The mastermind behind this project is the jovial but immature Dr. Tokita. He and Chiba work closely with one another and have proceeded on the project with caution...but obviously not enough, because the device has been stolen. Now, that might sound bad simply for business reasons...but it's much worse than that. In the wrong hands, the DC Mini could wreak havoc. One can enter anyone's mind, confusing the subconscious, blending the real with the imagined...one could even - quite easily, in fact - completely take over another person's mind.

Among the first signs of that chaos is a mental breakdown on the part of a Dr. Shima. He starts spouting nonsense - a grammatically coherent but logically incomprehensible jumble. He's among his peers and co-workers, but he doesn't even seem to be present in the same reality as everyone else...and, in fact, he's not. It's more than a hallucination; he's physically locked in to someone else's dream, and very nearly gets killed because of it.

Suffice it to say there's a malevolent force or two at work here. It shouldn't be revealed exactly who is behind all this madness; that is for the viewer to discover and decipher with the characters. What Kon does so successfully is blend reality and fantasy into one indeterminable pseudo-reality, or hyper-reality.

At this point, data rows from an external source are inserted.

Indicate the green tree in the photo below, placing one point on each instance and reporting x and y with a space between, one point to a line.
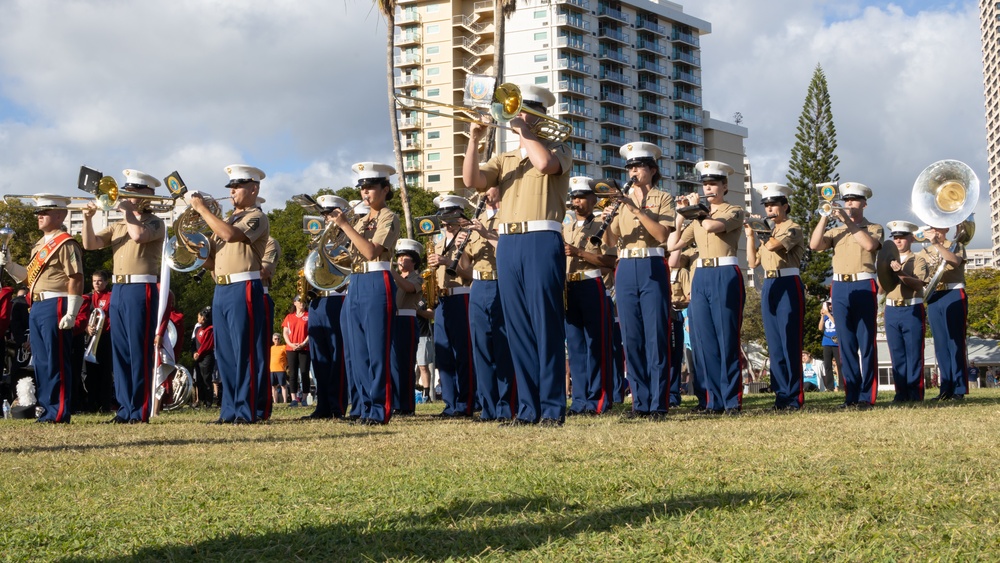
813 161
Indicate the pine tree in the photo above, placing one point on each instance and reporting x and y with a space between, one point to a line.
813 161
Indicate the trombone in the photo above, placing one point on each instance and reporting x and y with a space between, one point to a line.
506 104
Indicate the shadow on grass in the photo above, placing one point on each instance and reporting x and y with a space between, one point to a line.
461 530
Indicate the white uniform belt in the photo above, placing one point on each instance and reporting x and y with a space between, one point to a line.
584 275
783 272
43 295
366 267
715 262
484 276
134 278
863 276
236 278
529 227
903 302
449 291
641 253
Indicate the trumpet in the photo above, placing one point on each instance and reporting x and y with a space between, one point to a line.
96 324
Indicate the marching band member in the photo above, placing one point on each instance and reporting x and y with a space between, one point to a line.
588 318
239 308
948 312
493 365
326 340
369 311
905 318
533 182
452 341
853 293
404 342
782 297
642 279
55 287
717 294
137 243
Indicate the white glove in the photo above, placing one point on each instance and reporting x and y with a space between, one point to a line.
69 319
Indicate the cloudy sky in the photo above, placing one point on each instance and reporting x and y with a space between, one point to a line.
297 87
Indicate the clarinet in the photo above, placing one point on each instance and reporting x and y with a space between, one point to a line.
599 236
450 270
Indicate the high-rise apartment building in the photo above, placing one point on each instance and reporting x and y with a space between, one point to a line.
990 23
621 72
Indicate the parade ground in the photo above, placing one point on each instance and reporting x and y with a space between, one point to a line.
913 483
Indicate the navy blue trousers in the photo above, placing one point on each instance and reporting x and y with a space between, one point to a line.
783 307
588 340
51 350
404 364
948 313
367 321
490 352
532 270
716 316
239 316
855 307
453 355
132 317
904 334
326 355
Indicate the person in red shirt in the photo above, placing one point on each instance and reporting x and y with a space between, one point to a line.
295 329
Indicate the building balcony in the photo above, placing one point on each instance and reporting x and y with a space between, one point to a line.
573 21
647 86
614 34
688 38
574 109
651 66
621 120
647 45
618 77
682 76
575 66
571 43
609 12
619 99
575 87
651 26
614 55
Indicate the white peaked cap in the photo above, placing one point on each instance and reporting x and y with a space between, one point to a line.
855 189
714 169
330 202
139 179
244 172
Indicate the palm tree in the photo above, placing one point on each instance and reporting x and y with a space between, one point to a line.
388 9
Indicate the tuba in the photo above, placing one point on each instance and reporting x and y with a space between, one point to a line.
95 322
945 195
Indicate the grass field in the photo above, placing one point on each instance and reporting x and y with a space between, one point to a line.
888 484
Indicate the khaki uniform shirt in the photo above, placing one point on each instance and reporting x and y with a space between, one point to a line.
915 265
631 234
848 256
405 300
717 245
67 261
793 247
237 257
445 245
525 193
130 257
383 229
951 274
577 234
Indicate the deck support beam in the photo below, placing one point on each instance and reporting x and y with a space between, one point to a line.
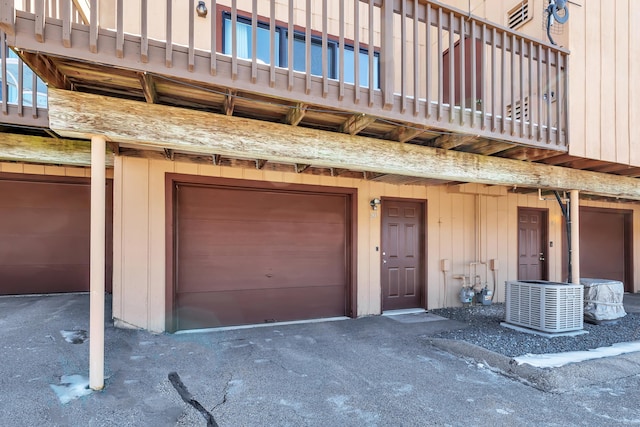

At the very beginning of the film, in a exceptionally well-made opening scene, there is a very clear line drawn between what is real and what is not. We experience the recurring dream of an important character, Detective Toshimi, and then the dream cuts off and we're firmly in reality, as Toshimi sits with "Paprika" (Chiba's alter-ego, whose off-the-radar experimentations with the DC Mini come into play), therapeutically discussing what the dream means and how to deal with it.

But from then on, Paprika's footing gets less and less in touch with "reality," as we interpret it. Imagine vividly experiencing someone else's dream - involuntarily. When you're not even asleep. That's the nightmare that some - perhaps everyone - eventually begins to face. And, naturally, there arises the possibility that no one can control it. That the "reality" these characters know is in mortal danger. The concept of cerebral terrorism comes into play.

There are answers, of course. And there are resolutions. A couple of them are a bit unnecessary, and clog up the plot a bit too much. Then again, with a film this ambitious, those flaws are easy to forgive. Of all the movies in recent years that have played with the idea of reality vs. fantasy (which is which?), none have gone so far as does Paprika. Few, if any, that I've seen have given that conflict such a physical embodiment. Once the film has gotten to a certain point, there is literally no actual distinction between reality and dreams, between conscious and subconscious. And yet somehow, those forces have to battle it out.

If nothing else, Paprika is a fascinating experiment, visually and structurally. If Kon's past and future work is as good as this, I have a lot to look forward to.